Dograh AI is an open-source, self-hostable platform (BSD 2-Clause, deployable via Docker) built specifically to solve this gap. It provides:
- A visual workflow builder (similar to n8n, but purpose-built for voice agents)
- Pre-built VAD, turn-taking, context stitching, and session management
- Native support for locally hosted models — Whisper, Kokoro, Llama, Qwen, Coqui, Voxtral
- Speech-to-Speech orchestration via Gemini Flash Live and GPT-Realtime-2 (roughly halving latency versus the classic chain)
- Twilio and Vonage telephony integration out of the box
- A working voice bot deployable in under 2 minutes
For data-sensitive deployments — healthcare, finance, legal — the fully managed private cloud option keeps all audio and conversation data within your own infrastructure, eliminating HIPAA/GDPR vendor certification overhead entirely.
Frequently Asked Questions
Is making a voice bot illegal?
Building a voice bot is legal — operating one for outbound calling is regulated. The FCC confirmed in 2024 that AI-generated voices are "artificial voices" under TCPA, requiring prior consent; UK PECR and EU GDPR add similar restrictions. Research your jurisdiction before going live.
What is the best TTS engine for Linux?
Three solid open-source options: Kokoro (Apache 2.0, fast, GPU-accelerated, high quality), Coqui XTTS v2 (voice cloning from a 3-second clip, streaming under 200ms, GPU/CPU usable), and Piper (ultra-lightweight, CPU-only, archived as of October 2025 but still functional). Choice depends on whether latency, naturalness, or hardware constraints are your priority.
What is the STT→LLM→TTS pipeline in a voice bot?
It's the three-stage processing chain where speech is transcribed to text (STT), a language model interprets and generates a response (LLM), and the response is converted back to audio (TTS). Each stage must stream output to the next — waiting for stage completion before proceeding stacks delays into an unusable experience.
How do I reduce voice bot latency below 500ms?
Four highest-impact levers: use streaming (not batch) STT, enable token-streaming from LLM to TTS, co-locate all services in the same cloud region, and implement sentence-boundary detection so TTS begins playing the first sentence before the LLM finishes generating the second.
What open-source models work best for a self-hosted voice bot?

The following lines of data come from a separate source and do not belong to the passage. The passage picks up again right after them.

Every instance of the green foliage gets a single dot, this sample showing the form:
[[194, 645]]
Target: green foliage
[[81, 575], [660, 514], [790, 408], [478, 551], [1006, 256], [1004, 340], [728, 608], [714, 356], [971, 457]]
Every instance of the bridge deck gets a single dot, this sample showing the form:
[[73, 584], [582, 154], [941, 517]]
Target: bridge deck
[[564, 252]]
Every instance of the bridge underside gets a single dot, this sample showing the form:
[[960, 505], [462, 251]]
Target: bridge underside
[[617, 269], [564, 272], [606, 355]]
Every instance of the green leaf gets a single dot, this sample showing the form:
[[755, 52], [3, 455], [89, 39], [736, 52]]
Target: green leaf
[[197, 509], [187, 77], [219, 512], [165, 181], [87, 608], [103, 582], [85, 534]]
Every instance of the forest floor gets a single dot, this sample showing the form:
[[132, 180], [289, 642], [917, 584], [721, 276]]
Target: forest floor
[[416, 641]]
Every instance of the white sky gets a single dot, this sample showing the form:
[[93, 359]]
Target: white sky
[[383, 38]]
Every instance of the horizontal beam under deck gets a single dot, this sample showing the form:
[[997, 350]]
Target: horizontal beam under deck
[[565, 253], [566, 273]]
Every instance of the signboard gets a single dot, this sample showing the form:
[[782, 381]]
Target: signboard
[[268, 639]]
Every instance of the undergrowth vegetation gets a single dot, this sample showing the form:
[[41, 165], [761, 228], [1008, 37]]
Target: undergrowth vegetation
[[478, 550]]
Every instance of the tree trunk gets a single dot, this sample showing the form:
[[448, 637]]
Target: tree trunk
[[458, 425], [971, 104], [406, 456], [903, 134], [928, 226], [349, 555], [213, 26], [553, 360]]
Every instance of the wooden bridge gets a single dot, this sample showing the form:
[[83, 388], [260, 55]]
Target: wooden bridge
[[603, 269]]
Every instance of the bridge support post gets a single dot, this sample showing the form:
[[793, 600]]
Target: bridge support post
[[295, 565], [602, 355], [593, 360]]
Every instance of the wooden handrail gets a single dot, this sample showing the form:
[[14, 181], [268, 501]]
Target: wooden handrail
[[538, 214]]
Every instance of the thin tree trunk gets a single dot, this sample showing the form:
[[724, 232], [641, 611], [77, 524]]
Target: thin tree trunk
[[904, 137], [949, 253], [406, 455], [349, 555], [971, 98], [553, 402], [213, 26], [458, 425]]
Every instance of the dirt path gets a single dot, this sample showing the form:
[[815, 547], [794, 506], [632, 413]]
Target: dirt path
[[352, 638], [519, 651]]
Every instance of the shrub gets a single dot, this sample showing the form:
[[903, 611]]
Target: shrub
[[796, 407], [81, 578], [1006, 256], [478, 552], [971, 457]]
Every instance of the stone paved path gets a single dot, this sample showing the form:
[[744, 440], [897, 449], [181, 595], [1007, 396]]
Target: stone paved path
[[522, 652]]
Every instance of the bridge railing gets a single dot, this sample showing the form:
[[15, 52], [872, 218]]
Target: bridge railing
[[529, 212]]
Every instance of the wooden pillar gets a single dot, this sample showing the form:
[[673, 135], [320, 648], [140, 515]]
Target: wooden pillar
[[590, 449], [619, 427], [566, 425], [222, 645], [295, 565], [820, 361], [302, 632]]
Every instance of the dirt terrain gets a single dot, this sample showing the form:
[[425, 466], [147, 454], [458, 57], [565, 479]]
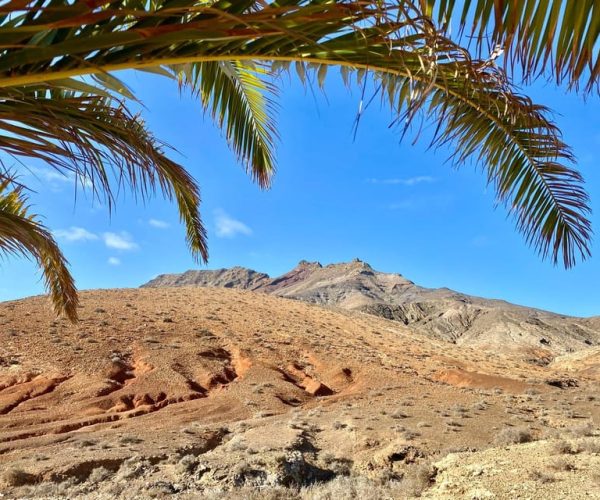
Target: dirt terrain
[[220, 393]]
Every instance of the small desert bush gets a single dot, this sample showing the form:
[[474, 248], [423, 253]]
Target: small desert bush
[[18, 477], [513, 435], [541, 477], [562, 447], [561, 464]]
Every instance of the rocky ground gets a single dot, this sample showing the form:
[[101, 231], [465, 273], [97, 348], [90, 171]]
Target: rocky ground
[[218, 393]]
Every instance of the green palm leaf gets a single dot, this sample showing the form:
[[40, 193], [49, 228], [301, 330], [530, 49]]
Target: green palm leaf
[[22, 234], [558, 36], [222, 50], [101, 143], [240, 100]]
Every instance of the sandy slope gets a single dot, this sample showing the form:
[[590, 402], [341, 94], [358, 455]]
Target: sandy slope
[[184, 390]]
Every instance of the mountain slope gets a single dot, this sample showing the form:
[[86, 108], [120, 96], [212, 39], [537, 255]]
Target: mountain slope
[[188, 392], [441, 313]]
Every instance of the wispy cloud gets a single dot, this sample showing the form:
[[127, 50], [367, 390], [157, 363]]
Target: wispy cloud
[[75, 234], [423, 203], [58, 177], [119, 241], [408, 181], [160, 224], [228, 227]]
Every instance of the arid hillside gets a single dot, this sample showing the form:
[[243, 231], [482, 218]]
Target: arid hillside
[[217, 393], [439, 313]]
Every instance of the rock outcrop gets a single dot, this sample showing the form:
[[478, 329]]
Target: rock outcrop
[[441, 313]]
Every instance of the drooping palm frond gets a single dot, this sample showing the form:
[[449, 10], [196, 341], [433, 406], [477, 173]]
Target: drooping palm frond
[[216, 47], [516, 144], [22, 234], [102, 144], [241, 101], [559, 36]]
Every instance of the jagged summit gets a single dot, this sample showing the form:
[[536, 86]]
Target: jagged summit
[[441, 313]]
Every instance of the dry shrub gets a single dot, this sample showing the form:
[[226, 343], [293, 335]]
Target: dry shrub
[[18, 477], [513, 435]]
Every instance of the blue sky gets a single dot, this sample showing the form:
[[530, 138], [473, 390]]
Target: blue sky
[[395, 205]]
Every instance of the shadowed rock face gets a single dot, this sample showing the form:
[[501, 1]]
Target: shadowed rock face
[[441, 313]]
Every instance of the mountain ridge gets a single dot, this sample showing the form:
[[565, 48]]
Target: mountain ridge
[[438, 312]]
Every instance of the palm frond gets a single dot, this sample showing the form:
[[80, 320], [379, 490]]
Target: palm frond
[[241, 101], [521, 150], [22, 234], [102, 144], [422, 68], [559, 36]]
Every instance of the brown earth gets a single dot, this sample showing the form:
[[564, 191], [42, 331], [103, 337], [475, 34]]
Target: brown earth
[[224, 393]]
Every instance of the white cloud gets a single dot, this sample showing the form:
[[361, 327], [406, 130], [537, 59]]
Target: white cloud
[[409, 181], [228, 227], [56, 177], [119, 241], [75, 234], [158, 223]]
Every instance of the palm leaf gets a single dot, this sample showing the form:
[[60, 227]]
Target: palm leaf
[[102, 144], [48, 110], [559, 36], [241, 102], [22, 234]]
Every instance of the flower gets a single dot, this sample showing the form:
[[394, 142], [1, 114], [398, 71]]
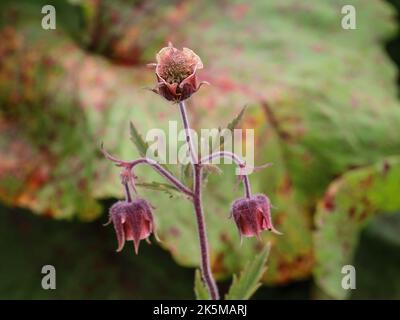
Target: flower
[[132, 221], [176, 73], [252, 215]]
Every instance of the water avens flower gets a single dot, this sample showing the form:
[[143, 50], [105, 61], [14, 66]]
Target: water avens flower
[[176, 73], [252, 215], [132, 221]]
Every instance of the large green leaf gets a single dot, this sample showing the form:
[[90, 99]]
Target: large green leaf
[[349, 204], [317, 105], [249, 280]]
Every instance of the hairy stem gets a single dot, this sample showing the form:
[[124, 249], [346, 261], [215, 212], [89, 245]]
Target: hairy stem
[[197, 202], [189, 140], [237, 160], [162, 171], [201, 226]]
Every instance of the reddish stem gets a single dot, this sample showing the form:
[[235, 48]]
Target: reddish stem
[[197, 202]]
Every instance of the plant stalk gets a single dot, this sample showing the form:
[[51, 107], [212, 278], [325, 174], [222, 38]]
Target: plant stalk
[[197, 202]]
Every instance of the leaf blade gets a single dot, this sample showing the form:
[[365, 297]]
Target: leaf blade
[[244, 286]]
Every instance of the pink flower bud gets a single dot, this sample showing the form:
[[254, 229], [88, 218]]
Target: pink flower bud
[[132, 221], [252, 215], [176, 73]]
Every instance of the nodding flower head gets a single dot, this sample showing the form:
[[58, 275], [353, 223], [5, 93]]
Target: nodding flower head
[[252, 215], [176, 73], [132, 221]]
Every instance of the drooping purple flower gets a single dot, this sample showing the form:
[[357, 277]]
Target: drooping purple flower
[[253, 215], [132, 221]]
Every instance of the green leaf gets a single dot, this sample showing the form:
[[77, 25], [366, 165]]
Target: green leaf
[[200, 289], [309, 119], [244, 286], [347, 207], [138, 140], [231, 126]]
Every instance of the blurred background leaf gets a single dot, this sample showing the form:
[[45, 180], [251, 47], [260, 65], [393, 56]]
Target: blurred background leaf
[[322, 101]]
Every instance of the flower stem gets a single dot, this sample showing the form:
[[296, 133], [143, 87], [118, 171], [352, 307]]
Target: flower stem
[[237, 160], [197, 202], [201, 226], [189, 140]]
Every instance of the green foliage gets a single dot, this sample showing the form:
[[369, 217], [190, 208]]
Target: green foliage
[[318, 108], [349, 204], [244, 286], [138, 140]]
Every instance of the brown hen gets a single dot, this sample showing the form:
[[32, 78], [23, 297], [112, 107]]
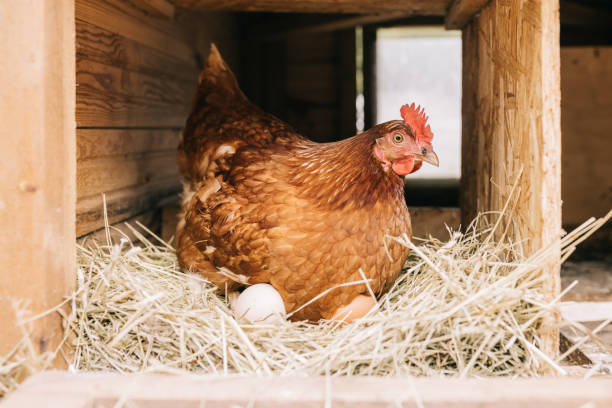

Whisper or Voxtral for STT, Llama 3 or Qwen for LLM (served via Ollama or vLLM), and Kokoro or Coqui XTTS for TTS. This stack keeps all audio and conversation data fully on-premise — the default choice for HIPAA, GDPR, and other regulated environments.
Can I build a production voice bot without writing a full custom pipeline?
Yes. Open-source self-hostable platforms like Dograh AI handle the pipeline, telephony, and orchestration layer, leaving your team to focus on prompt design, call flows, and integrations. This approach cuts time-to-production while maintaining full data sovereignty — without the months of custom infrastructure work a raw pipeline requires.